Total surgical resection is the treatment of choice, but total removal of the mass is difficult in cases of infiltrating angiolipomas. Noninfiltrating angiolipomas have a good prognosis after total surgical resection, and infiltrating angiolipomas have a good prognosis after incomplete resection6,12). Previously, wider resection including the surrounding tissue was recommended for infiltrating angiolipomas11). However, there is no difference in the outcomes between both types of angiolipomas6,15). Recurrence is rare after surgical resection, even in cases of subtotal resection3) and absence of malignant transformation13).

CONCLUSION

We report a rare case of noninfiltrating spinal angiolipoma, in which treatment using total surgical resection resulted in a good outcome.
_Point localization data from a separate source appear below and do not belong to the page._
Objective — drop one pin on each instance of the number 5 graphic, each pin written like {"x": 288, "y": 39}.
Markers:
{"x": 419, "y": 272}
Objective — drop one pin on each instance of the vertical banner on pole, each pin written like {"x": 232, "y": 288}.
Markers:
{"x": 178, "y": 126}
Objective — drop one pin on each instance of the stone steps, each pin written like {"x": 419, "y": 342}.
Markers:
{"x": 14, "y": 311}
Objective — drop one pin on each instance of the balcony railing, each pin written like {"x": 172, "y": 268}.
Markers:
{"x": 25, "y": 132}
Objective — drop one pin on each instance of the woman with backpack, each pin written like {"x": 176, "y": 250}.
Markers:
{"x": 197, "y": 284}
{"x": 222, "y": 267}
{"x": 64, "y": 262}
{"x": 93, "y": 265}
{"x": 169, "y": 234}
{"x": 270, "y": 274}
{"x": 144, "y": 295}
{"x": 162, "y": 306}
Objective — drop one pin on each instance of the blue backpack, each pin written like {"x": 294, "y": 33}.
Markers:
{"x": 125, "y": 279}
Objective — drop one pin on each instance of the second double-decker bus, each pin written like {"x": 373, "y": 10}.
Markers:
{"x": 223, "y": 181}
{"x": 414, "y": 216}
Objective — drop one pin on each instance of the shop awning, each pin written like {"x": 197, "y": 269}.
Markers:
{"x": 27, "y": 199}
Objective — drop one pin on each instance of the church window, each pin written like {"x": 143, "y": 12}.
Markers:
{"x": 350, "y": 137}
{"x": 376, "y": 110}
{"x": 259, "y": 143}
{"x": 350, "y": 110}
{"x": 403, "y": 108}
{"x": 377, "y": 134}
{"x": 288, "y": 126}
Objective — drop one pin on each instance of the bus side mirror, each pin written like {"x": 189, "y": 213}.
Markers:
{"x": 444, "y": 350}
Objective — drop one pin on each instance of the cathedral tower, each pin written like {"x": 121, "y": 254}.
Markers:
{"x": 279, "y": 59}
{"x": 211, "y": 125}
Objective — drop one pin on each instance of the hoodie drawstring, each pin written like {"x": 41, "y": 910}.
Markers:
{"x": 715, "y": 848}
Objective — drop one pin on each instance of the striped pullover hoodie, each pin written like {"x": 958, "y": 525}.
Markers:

Follow-up evaluation is required to identify rare cases of recurrence.

CONFLICT OF INTEREST

CONFLICT OF INTEREST

No potential conflict of interest relevant to this article was reported.

Fig. 1
Sagittal lumbar magnetic resonance images showing the epidural mass at the L2–3 level. (A) Isointense to slightly hyperintense lesion on the T1-weighted image (WI), (B) hyperintense lesion on the T2-WI, and (C) good enhancement after gadolinium administration.
kjs-14-3-112f1.gif
Fig. 2
The photographs show a 4×1.5-cm-sized reddish, friable epidural mass (A, C), which is easily dissected from the dura (B).
kjs-14-3-112f2.gif
Fig. 3
Histological examination reveals mature adipocytes and thin-walled capillary-sized vessels (H&E staining: A, ×40; B, ×200).
kjs-14-3-112f3.gif
Fig. 4
Postoperative lumbar magnetic resonance image showing total resection of the tumor.